Boko Haram seizes 40 boys, men in northern Nigeria: witnesses

Scores of Boko Haram militants stormed the Malari village and whisked away the males

Update: 2015-01-03 17:19 GMT
The Nigerians United Against Terrorism group attend a demonstration calling on the government to rescue the kidnapped girls Photo courtesy: AP

Kano, Nigeria: Suspected Boko Haram gunmen have kidnapped 40 boys and young men in a remote village in northeast Nigerian Borno state on New Year's Eve, residents who fled the isolated settlement said on Saturday.

Scores of Boko Haram militants stormed the Malari village and whisked away the males, aged between 10 and 23, into the nearby Sambisa forest, believed to be one of the Islamists' major bases.

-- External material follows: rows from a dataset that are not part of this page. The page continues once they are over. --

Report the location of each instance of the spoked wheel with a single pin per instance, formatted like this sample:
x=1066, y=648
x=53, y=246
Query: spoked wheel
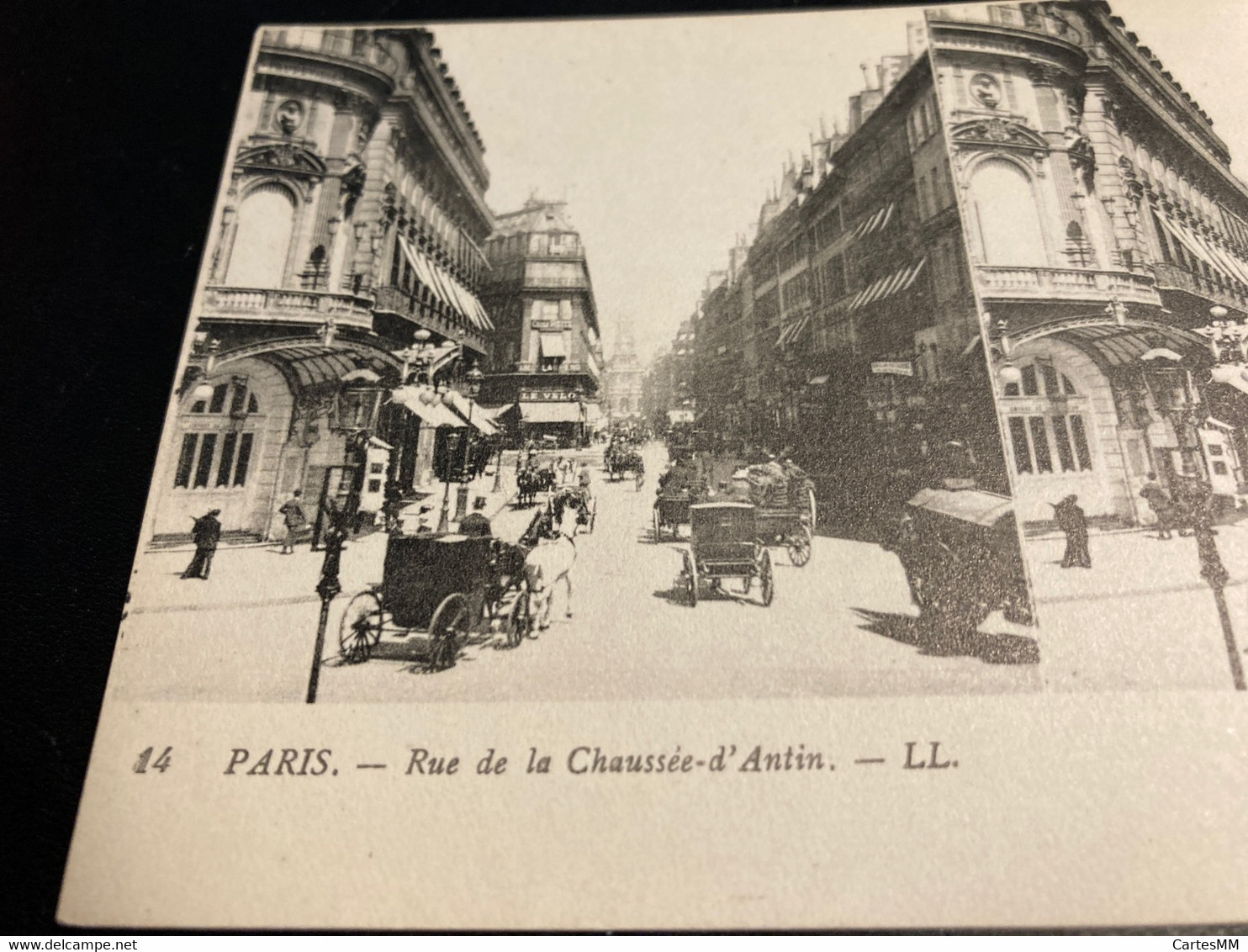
x=690, y=577
x=520, y=621
x=451, y=626
x=766, y=583
x=361, y=628
x=799, y=546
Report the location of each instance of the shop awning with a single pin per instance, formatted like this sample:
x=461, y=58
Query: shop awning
x=794, y=331
x=552, y=345
x=427, y=405
x=552, y=412
x=473, y=413
x=879, y=221
x=969, y=505
x=887, y=286
x=446, y=287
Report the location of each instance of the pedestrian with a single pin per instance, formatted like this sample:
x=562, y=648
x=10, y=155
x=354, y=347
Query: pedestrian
x=294, y=519
x=1162, y=505
x=476, y=524
x=1072, y=521
x=206, y=534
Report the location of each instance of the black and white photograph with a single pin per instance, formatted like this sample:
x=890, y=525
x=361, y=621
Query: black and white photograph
x=870, y=362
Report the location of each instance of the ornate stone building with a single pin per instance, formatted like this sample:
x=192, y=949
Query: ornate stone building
x=1103, y=224
x=352, y=219
x=624, y=379
x=547, y=352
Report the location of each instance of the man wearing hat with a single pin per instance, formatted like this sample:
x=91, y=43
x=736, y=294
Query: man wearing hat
x=206, y=534
x=476, y=524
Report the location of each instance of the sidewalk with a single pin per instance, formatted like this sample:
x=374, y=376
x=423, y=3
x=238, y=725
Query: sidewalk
x=1141, y=616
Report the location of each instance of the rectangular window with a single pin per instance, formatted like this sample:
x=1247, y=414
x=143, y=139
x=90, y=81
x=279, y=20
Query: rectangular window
x=219, y=399
x=226, y=464
x=1062, y=437
x=1020, y=443
x=1039, y=444
x=1050, y=374
x=244, y=459
x=208, y=449
x=1081, y=442
x=186, y=459
x=1030, y=387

The news of the abductions came out only days later, when residents who fled the village arrived in the state capital Maiduguri late on Friday.

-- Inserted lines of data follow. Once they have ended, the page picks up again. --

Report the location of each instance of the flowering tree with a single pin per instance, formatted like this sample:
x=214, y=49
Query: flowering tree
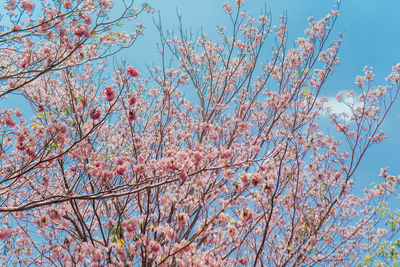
x=216, y=158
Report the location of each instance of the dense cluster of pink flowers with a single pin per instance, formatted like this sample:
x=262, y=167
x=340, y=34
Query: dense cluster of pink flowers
x=123, y=170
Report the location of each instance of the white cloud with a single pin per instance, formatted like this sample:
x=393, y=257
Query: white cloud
x=342, y=108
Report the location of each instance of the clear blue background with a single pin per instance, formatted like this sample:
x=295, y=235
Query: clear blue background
x=372, y=38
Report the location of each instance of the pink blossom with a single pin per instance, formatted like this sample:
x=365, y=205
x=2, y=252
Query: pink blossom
x=132, y=71
x=109, y=93
x=67, y=4
x=83, y=30
x=227, y=8
x=95, y=114
x=132, y=115
x=182, y=219
x=132, y=100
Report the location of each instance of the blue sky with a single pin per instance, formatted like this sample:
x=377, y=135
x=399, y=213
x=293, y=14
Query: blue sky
x=372, y=38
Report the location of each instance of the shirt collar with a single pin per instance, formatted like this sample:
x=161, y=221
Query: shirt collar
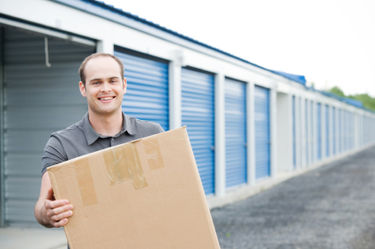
x=91, y=135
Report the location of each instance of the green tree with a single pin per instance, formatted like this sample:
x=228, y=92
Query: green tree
x=367, y=101
x=337, y=91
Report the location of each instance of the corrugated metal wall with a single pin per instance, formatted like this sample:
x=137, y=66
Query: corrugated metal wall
x=262, y=132
x=198, y=115
x=147, y=89
x=235, y=133
x=38, y=100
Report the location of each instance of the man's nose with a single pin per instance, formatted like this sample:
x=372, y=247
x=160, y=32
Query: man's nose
x=105, y=86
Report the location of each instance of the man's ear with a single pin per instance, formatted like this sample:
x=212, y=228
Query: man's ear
x=125, y=85
x=82, y=89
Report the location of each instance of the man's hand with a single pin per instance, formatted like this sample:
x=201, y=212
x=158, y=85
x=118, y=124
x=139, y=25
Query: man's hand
x=48, y=211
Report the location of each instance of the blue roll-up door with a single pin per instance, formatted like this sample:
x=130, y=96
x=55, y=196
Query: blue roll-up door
x=262, y=132
x=319, y=131
x=334, y=130
x=327, y=130
x=198, y=115
x=235, y=133
x=147, y=91
x=294, y=130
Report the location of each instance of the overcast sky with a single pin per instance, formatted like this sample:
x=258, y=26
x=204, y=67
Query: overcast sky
x=331, y=42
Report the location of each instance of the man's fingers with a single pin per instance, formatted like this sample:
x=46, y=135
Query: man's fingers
x=55, y=204
x=62, y=216
x=61, y=209
x=61, y=223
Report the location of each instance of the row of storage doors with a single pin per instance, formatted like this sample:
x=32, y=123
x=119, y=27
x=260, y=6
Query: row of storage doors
x=147, y=98
x=54, y=91
x=337, y=126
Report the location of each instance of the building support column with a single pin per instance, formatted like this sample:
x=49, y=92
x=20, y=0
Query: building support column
x=2, y=123
x=174, y=95
x=250, y=133
x=220, y=134
x=273, y=131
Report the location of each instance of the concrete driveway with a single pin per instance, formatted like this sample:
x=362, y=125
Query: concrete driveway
x=327, y=208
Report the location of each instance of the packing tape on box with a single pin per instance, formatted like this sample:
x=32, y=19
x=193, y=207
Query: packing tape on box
x=86, y=183
x=123, y=163
x=152, y=152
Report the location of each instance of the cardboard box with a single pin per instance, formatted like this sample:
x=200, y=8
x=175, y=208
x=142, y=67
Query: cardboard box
x=145, y=194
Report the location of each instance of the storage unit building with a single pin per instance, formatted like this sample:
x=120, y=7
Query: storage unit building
x=246, y=123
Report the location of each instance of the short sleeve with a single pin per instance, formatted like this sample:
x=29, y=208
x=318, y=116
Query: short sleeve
x=53, y=153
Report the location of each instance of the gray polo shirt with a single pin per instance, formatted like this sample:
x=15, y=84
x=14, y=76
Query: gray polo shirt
x=80, y=139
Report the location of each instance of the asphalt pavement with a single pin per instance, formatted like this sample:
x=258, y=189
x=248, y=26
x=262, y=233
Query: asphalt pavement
x=331, y=207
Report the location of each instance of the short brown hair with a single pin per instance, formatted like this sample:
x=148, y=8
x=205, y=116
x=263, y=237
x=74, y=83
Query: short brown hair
x=96, y=55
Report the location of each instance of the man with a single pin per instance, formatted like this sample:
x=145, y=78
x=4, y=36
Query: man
x=103, y=85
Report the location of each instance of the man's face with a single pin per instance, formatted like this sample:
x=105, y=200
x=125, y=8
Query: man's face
x=104, y=87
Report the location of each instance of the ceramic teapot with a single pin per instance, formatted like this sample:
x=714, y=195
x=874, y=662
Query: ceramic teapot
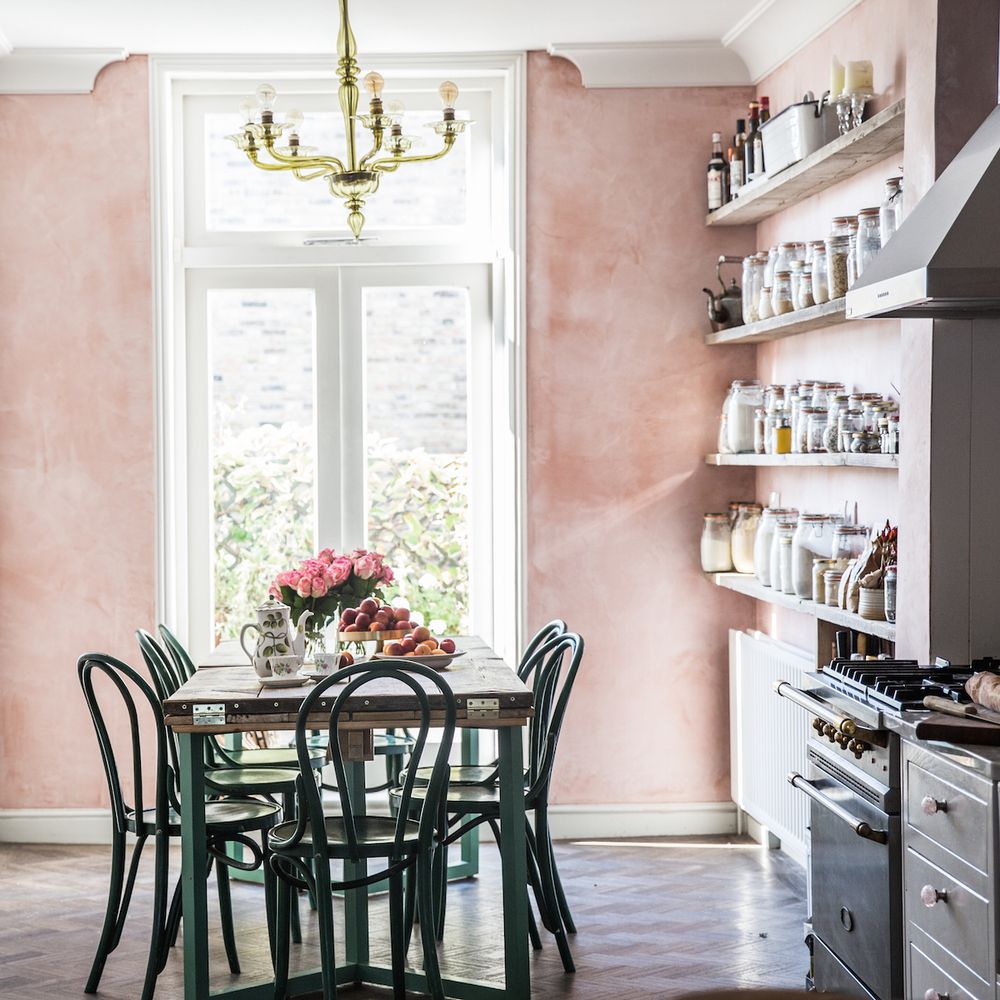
x=275, y=635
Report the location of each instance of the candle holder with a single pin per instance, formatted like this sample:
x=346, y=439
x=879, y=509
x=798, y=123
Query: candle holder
x=850, y=110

"They came in pick-up trucks armed with guns and gathered all the men in the village outside the home of the village chief where they preached to us before singling out 40 of our boys and taking them away," Bulama Muhammad told AFP

Malari village lies 20 kilometres (12.5 miles) from the Sambisa forest and close to the town of Gwoza, which the militants captured last June declaring it part of their caliphate.

"My two sons and three nephews were among those taken away by the Boko Haram gunmen and we believe they are going to use them as conscripts," Muhammad said.

"When we heard of the kidnap of 40 boys in Malari by Boko Haram we decided to leave because we could be the next target," said Alaramma Babagoni, who fled from the nearby village of Mulgwi.

There was no immediate comment on the incident from the military in Maiduguri. Boko Haram is still holding in captivity more than 200 schoolgirls it abducted from their school in Chibok in Borno state last April.

The Islamists are believed to control large swathes of territory in Borno as well as several towns and villages in two other northeastern states, Adamawa and Yobe. Boko Haram's five-year uprising in Nigeria has claimed more than 13,000 lives and has seen dozens of people, including women and children, kidnapped by the Islamists.